Interview

We’ll be in trouble if export incentives are lifted overnight

The government has recently slashed incentives by up to 10 percent from different export products in preparation for graduation from the group of least developed countries (LDC). Also, five ready-made garment products have been excluded from the incentive privilege, which has left exporters aggrieved. However, economists describe it as a positive move. In this regard, Mohammad Ali, president of the Bangladesh Textile Mills Association (BTMA), spoke to Shovongkor Karmakar of Prothom Alo.

Prothom Alo:

Will the decision to reduce incentives on exports have any impact on the textile sector?

There has been significant advancement in value addition to knitwear exports due to yarn and fabric supplied by local textile mills. The longstanding cash incentive helped the backward linkage industry solidify its base. Suddenly, the government took the decision to lessen the cash incentive and issued a gazette notification disclosing the decision of gradual reduction in the privilege.

However, we saw the alternative cash assistance go down from 4 per cent to 3 per cent, instead of duty bonds and duty drawbacks in the textile sector. The additional special incentive for traders exporting textile goods to the Eurozone was reduced from 2 per cent to 1 per cent. Besides, five HS codes were mentioned to be ineligible for export incentives.

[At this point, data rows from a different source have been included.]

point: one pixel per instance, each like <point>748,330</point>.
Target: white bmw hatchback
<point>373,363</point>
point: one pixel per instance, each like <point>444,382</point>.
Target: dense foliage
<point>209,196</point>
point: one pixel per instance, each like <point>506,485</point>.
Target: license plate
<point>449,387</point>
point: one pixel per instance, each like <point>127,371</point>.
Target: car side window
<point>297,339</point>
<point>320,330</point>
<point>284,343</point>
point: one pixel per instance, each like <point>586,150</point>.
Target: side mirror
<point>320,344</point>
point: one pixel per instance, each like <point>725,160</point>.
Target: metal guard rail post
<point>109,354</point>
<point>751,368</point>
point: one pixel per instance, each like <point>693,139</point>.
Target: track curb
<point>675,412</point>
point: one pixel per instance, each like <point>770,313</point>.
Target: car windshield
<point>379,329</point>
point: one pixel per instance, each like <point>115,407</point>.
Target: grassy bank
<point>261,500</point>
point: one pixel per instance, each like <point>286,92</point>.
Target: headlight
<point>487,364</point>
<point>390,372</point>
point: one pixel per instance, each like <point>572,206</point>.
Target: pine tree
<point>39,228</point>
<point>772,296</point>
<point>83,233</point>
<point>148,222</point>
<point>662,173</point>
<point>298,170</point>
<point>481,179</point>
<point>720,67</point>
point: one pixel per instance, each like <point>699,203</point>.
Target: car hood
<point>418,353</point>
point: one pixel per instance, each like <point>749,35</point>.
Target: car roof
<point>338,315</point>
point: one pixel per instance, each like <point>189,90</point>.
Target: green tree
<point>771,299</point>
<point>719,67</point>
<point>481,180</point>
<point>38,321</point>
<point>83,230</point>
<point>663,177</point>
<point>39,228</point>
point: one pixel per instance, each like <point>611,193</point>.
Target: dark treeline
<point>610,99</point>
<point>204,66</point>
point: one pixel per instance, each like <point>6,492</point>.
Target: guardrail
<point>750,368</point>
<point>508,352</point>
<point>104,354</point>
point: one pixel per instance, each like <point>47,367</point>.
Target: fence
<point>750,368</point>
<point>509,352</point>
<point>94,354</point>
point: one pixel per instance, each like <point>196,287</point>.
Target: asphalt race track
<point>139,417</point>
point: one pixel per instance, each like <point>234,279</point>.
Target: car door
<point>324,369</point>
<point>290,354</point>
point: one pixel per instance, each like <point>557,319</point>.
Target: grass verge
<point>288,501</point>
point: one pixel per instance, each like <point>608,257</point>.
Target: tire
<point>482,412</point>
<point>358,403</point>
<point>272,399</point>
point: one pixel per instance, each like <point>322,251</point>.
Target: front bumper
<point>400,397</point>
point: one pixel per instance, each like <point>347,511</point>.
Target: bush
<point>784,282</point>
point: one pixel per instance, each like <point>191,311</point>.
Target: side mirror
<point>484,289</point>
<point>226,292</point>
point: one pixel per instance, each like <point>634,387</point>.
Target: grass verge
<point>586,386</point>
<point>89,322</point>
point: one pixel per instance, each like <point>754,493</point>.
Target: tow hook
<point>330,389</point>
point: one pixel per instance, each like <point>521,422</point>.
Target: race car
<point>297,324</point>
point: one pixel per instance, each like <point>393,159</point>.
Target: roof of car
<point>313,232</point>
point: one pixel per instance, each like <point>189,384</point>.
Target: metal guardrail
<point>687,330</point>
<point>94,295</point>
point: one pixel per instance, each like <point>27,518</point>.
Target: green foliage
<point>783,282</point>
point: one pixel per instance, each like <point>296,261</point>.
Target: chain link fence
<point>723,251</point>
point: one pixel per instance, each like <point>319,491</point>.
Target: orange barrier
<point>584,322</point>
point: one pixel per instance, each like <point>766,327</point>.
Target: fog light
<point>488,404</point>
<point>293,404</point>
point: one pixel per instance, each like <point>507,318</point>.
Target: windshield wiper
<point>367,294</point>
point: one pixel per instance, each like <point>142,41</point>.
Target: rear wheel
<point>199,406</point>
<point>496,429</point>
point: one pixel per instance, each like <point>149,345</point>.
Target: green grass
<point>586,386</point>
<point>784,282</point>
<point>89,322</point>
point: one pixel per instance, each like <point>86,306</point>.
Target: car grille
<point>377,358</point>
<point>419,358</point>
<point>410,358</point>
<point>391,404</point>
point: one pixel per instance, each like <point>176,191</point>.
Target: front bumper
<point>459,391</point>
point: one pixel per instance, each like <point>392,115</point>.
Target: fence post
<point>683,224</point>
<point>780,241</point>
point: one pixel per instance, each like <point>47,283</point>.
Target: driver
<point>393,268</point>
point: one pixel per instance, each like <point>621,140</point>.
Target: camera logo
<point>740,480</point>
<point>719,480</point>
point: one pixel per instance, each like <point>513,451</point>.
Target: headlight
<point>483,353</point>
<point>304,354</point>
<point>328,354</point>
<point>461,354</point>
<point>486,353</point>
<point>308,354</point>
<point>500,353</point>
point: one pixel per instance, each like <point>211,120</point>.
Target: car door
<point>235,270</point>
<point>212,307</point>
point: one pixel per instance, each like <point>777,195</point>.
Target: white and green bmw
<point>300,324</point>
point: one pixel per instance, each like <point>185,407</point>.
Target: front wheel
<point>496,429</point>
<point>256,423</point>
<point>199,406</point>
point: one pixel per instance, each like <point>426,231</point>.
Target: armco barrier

It seems a type of deception to talk about the gradual reduction of incentives and suddenly cancel incentives for five particular products. Why was it done? The local textile sector, which is closely associated with these five HS code products, will be destroyed if the decision is implemented. Also, the export of these products will be dependent on imports.

Prothom Alo:

Readymade garments and the textile sector have long benefited from export incentives. How long do you think this support should continue?

Once, there was a 25 per cent incentive, and it has come down to the current level over time. It will not be a problem for us if the incentives are slashed gradually; we, in fact, want it. We will be in trouble if the incentives are removed overnight; exports will also subside.

In the prevailing woes, we do not get the required supply of gas, despite paying a higher price. The interest rates on bank loans are also high. We buy each dollar at Tk 125 during import but receive Tk 110 while selling the export income. Overall, we are going through a tough time.

Against such a backdrop, the sudden cancellation of incentives will not bring good results. Besides, there is pressure on our foreign exchange reserves due to the dollar crisis. Hence, we have to increase our exports. Many developed countries also provide incentives to the export sector, such as India, which is investing to scale up its competitiveness in the export sector; even a rich country like the USA is providing incentives to cotton farming.

Prothom Alo:

The government opted to reduce incentives as part of its preparation in combating the challenges posed by the graduation from the LDC group. What do you want in this context?

It costs us 1 per cent to receive incentives, while we are charged a 10 per cent tax again. If the minimal incentives are removed overnight, the local textile sector will not survive. Even the export-oriented garment factories that have no import capacity will shut.

Therefore, we demand that incentives be reduced step by step until the LDC graduation. On the other hand, it is imperative to take steps to reduce business costs. Our bank loan interest rates are high. There are many hidden costs in various places, including Chattogram port, and they eventually pull up our business costs. Our competitiveness would have strengthened had these issues been addressed.